Thunes started out with the intention of helping to connect the populations of Africa and Asia to the global financial infrastructure. In these two regions, it is telecoms players and ecommerce providers that provide people with the majority of banking services, rather than banks themselves; as a result, transferring money to and from them via conventional banking networks such as Swift is challenging or even impossible. Thunes therefore built an entirely new payments infrastructure to facilitate such transfers.
This work has expanded over the past seven years. Today, Thunes enables people to make payments to and from 130 countries worldwide, whether the sender and recipients hold bank accounts or alternative arrangements such as digital wallets. It has connected 3 billion such wallets alone. “Our network aims to connect everyone,” says De Caluwe.
To build that network, Thunes’ team have travelled the world, negotiating access and compliance terms with regulators and central banks in each new market. The result is an infrastructure that enables Thunes to offer a service level that traditional banks have struggled with: customers can make payments instantly, they get charged one upfront fee for the transfer, the recipient knows how much they will receive, and confirmation of receipt is provided.

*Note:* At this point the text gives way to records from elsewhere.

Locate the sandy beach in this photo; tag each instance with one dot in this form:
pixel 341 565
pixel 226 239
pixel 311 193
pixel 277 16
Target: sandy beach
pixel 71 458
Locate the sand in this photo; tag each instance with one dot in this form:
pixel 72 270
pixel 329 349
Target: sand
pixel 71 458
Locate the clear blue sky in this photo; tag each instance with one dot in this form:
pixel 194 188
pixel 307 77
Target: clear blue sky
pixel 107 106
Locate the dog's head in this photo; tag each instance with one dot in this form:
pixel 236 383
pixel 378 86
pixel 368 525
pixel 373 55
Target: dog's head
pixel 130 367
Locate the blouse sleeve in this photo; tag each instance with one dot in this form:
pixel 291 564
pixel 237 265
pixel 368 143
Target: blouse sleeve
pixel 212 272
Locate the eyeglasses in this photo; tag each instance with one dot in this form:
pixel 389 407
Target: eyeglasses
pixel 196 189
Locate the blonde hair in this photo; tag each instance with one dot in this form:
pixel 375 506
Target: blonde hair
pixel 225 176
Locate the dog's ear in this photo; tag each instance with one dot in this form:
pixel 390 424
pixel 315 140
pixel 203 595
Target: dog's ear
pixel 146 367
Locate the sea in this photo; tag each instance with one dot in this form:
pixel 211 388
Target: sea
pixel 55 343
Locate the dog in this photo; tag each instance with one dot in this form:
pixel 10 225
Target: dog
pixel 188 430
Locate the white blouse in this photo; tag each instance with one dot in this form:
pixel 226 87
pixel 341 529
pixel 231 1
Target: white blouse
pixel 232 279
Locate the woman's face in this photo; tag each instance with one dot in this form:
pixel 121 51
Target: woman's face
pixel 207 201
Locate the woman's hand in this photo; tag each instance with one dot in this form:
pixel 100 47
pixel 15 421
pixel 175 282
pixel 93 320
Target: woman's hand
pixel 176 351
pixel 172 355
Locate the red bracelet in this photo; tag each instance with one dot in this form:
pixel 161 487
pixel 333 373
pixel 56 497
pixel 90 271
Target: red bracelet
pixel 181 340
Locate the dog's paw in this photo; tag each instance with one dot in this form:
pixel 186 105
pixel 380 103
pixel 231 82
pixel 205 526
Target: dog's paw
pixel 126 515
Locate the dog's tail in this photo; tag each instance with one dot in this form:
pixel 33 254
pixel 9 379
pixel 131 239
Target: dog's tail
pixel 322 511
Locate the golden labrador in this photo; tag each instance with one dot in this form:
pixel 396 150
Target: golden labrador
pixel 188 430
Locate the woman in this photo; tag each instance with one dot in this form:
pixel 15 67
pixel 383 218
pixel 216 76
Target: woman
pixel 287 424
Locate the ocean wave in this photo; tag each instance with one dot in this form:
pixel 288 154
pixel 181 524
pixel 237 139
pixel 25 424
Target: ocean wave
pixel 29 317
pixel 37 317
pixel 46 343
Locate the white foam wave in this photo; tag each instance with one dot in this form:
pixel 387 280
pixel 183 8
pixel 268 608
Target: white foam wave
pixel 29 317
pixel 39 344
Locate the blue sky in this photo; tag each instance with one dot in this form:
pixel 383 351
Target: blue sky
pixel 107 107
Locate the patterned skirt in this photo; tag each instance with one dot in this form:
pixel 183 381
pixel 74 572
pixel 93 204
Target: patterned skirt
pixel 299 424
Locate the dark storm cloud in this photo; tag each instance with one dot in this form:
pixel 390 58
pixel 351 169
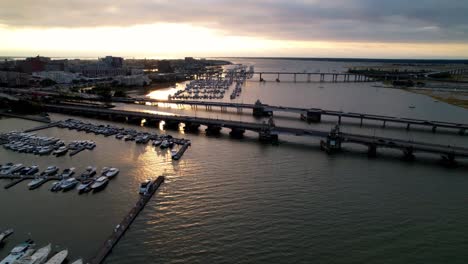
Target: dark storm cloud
pixel 347 20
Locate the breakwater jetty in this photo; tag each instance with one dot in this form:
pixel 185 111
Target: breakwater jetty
pixel 121 228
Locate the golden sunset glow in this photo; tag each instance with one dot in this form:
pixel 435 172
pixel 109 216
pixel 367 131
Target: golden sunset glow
pixel 169 40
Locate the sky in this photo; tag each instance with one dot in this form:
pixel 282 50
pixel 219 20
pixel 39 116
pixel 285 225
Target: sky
pixel 212 28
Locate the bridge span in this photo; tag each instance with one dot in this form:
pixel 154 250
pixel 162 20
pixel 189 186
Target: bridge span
pixel 268 132
pixel 307 114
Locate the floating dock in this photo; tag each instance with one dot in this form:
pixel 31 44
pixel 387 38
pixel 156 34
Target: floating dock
pixel 18 178
pixel 120 229
pixel 181 151
pixel 54 124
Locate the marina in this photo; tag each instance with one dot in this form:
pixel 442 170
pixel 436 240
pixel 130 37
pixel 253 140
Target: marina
pixel 64 181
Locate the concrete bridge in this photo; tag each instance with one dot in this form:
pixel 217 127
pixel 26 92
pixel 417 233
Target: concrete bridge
pixel 268 132
pixel 308 114
pixel 324 76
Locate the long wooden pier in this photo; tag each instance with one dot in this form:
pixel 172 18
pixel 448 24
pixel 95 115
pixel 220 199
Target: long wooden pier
pixel 309 114
pixel 121 228
pixel 268 131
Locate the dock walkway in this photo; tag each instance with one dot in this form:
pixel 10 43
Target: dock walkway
pixel 120 229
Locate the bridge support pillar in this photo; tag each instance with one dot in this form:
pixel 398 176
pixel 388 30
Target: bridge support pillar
pixel 408 154
pixel 237 133
pixel 191 127
pixel 312 116
pixel 333 142
pixel 266 136
pixel 172 125
pixel 152 122
pixel 213 130
pixel 134 120
pixel 372 151
pixel 259 110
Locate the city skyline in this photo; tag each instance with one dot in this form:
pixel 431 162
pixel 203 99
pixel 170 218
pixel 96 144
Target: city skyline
pixel 163 29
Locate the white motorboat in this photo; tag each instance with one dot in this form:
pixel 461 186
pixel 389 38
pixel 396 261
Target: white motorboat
pixel 18 252
pixel 145 187
pixel 69 184
pixel 36 182
pixel 60 151
pixel 58 258
pixel 51 170
pixel 100 183
pixel 89 172
pixel 67 172
pixel 5 234
pixel 85 185
pixel 111 172
pixel 39 257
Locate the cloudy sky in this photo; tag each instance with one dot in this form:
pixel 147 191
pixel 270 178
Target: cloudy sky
pixel 178 28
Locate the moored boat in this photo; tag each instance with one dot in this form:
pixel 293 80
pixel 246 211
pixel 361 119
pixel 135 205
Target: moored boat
pixel 58 258
pixel 69 184
pixel 100 183
pixel 18 252
pixel 111 172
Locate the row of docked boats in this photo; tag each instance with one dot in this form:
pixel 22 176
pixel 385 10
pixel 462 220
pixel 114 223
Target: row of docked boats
pixel 25 253
pixel 87 181
pixel 30 143
pixel 126 134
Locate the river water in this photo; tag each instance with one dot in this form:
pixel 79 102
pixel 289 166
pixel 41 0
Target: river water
pixel 239 201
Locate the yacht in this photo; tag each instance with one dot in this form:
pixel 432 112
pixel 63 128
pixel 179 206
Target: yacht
pixel 39 257
pixel 5 234
pixel 60 151
pixel 6 166
pixel 100 183
pixel 36 182
pixel 89 172
pixel 12 169
pixel 85 185
pixel 104 171
pixel 18 252
pixel 32 170
pixel 90 145
pixel 58 258
pixel 145 186
pixel 111 173
pixel 51 170
pixel 57 186
pixel 69 184
pixel 67 173
pixel 157 142
pixel 164 144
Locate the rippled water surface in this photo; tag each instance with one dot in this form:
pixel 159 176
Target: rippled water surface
pixel 239 201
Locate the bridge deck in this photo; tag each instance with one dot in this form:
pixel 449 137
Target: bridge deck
pixel 256 127
pixel 299 110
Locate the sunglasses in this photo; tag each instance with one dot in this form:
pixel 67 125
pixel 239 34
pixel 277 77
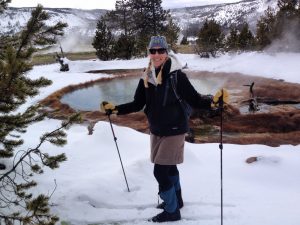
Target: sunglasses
pixel 158 50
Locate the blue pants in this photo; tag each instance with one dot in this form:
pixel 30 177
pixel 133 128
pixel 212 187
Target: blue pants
pixel 167 177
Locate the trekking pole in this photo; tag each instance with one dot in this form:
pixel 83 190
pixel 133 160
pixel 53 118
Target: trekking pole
pixel 221 104
pixel 115 139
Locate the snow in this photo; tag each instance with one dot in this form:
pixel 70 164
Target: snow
pixel 91 188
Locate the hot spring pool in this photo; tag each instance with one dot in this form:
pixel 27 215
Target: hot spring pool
pixel 121 90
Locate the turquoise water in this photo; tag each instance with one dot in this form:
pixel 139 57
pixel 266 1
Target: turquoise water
pixel 122 90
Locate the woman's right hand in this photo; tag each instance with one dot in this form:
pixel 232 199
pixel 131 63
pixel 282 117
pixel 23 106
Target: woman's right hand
pixel 108 108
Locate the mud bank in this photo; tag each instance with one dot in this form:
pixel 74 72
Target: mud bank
pixel 277 122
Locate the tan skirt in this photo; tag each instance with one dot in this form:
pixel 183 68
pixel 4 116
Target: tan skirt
pixel 167 150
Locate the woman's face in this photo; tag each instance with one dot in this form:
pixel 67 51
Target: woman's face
pixel 158 56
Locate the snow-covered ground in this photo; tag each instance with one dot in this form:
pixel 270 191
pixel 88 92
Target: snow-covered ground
pixel 91 188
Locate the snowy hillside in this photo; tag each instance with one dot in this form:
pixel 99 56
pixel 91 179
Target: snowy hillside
pixel 81 21
pixel 84 21
pixel 90 185
pixel 225 14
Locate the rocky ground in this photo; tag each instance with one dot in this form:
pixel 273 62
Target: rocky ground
pixel 276 122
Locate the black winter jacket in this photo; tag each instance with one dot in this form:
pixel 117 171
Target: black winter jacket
pixel 165 114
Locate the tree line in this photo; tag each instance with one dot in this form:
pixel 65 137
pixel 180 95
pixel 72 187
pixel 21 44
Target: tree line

Thunes last raised funding in the Autumn of 2021, when Forbes broke the story of the company’s Series B round. That cash enabled it to accelerate its growth trajectory – the company has added 30 new markets to its network since then – but also to make a couple of strategic acquisitions to build out its value model.
Today, the company essentially offers three products. Its traditional payments service is the mainstay of Thunes’ activities, but it also offers a compliance-as-a-service solution to banks, leveraging the in-house technology solutions it has developed to cope with requirements such as anti-money laundering regulation. The third arm is a collections business, enabling companies to collect payments from customers with digital wallets more easily.
Given that $60 trillion addressable market, De Caluwe believes the business is only just getting started. “All that limits growth is ourselves,” he says. “We have to move steadily but cautiously – there is no cutting corners in this business.”
Still, this is a business that has now built market reach to well over half the world’s population. It may therefore be surprising that Thunes is not yet a household name, but the company’s relative anonymity is explained by the nature of its customer base. Thunes has never been consumer-facing – rather, it deals with enterprise customers including some of the world’s largest digital money transfer operators, leading fintech banks, ecommerce and mobile wallet providers, and gig economy businesses. Customers include the likes of Visa. Revolut, Moneygram, UberEat and Deliveroo. That gives it a much lower profile than, say, Wise, the international payments company that has grown through a similar approach to building new infrastructure, but with consumers as the target market.
Thunes does have rivals, with obvious competitors including the likes of Airwallex, CashQ and NIUM. But De Caluwe argues that Thunes is the largest payments network in the world outside the Swift network and the only one to serve digital wallets so comprehensively. “It takes time and effort to build this sort of infrastructure for yourself,” he says. “But having that control is what enables you to offer high-quality services.”
As for the future, Thunes expects to have connected 5 billion wallets within the next three years. Today’s Series C round will provide it with further capital to support growth and to bolster its balance sheet, providing it with important credibility in negotiations with regulators and central banks. Further M&A is also possible, though not central to the firm’s strategy.
The money is coming from investors led by the London-based hedge fund Marshall Wace, with support from Bessemer Venture Partners and the private equity firm 01Fintech. “Our ambition is to provide everyone – businesses, entrepreneurs or individuals – with access to cross-border money movement at high speed and with absolute efficiency,” adds De Caluwe.